We also have to do a shot tomorrow to stay on schedule.
Phoebe and I have been talking a lot about her experiences at the hospital. I think it's great to see what she remembers and what she thinks is important to help her process all the medical trauma she's been undergoing at such a young age.
Our conversations have been repeating since a few days ago when I brought up a specific detail, I forget why exactly. We were talking about stickers they put on her, like the two big stickers they put on her hand and elbow pit to numb them up. I also mentioned that she got a sticker on her toe (the heart rate monitor, it lights up red) and then they put 3 on her back. I forget what all those ones are monitoring, her breathing and such I'm sure, but those ones are stuck on with little clear adhesive patches. They peel right off, unlike all the tape and stuff they put to hold the IV, which needed a spray to remove easily. In fact, I was able to remove them myself--- it kind of peels off the skin in an uncomfortable, but probably not really painful way.

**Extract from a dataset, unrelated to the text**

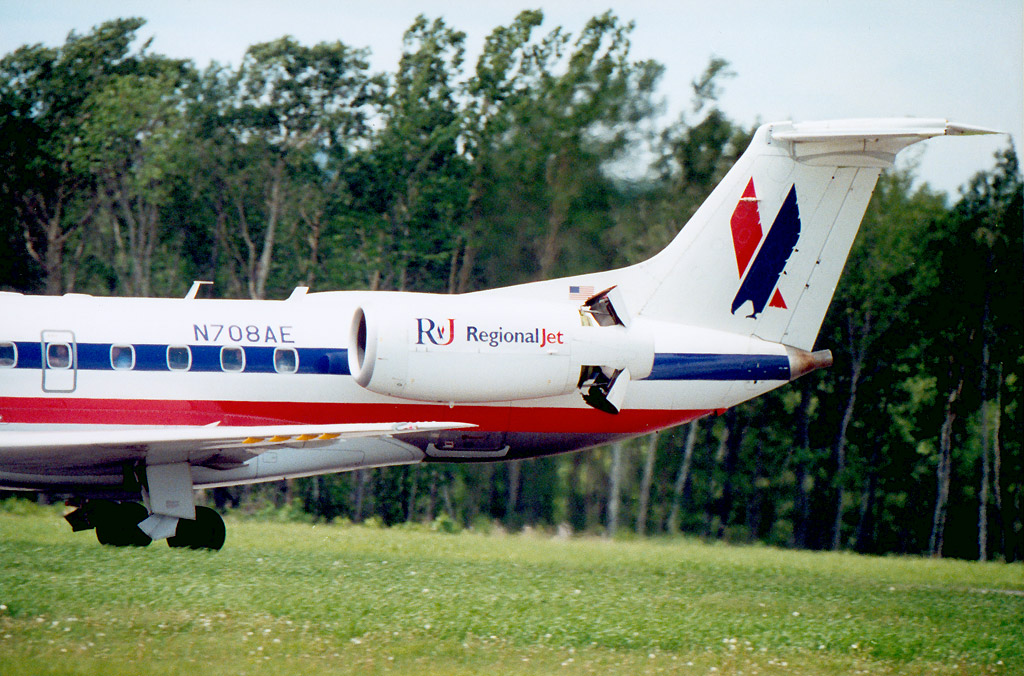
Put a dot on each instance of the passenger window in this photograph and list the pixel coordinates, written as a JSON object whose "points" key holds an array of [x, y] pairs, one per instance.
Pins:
{"points": [[286, 360], [58, 355], [8, 355], [231, 358], [178, 357], [122, 357]]}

While Phoebe was attached to all the monitors, and there were wires hanging down from her, I was telling her that she had a "tail" just like her lovie Snuggle Puppy. Once all the monitors and stuff was in place, Phoebe was fine with everything.
Anyway, bringing up the back stickers and the tail triggered a lot of memories for Phoebe.
She points to her back and says "BACK!" except it sounds more like "BUTT!" so she might actually be saying "butt." But she knows she definitely had stuff stuck to her back there. She has been bringing this up several times.
We talk about how she had the blood pressure monitor on her leg and it would squeeze her with a hug. Phoebe says "HUG."
Phoebe says "DOG!" and then laughs hysterically. She says "UP!" that the dog went up on the hospital bed. She says "SIT" that the dog was sitting with her when she got poked. She says "OW" that she got poked when they put in the IV for her Remicade. I am trying to use the word Remicade now... I had just been calling it medicine for her arm/hand, but I realize we use the word "medicine" so often, I don't want her to associate all medicine with the infusions. She says "EAT" that Mama got to feed the dog a treat. Then she sticks her fingers in her mouth and says "AARUM RUM RUM" or something like that, basically making Cookie-Monster-gobbling-cookies -noises to say that we watched Sesame Street.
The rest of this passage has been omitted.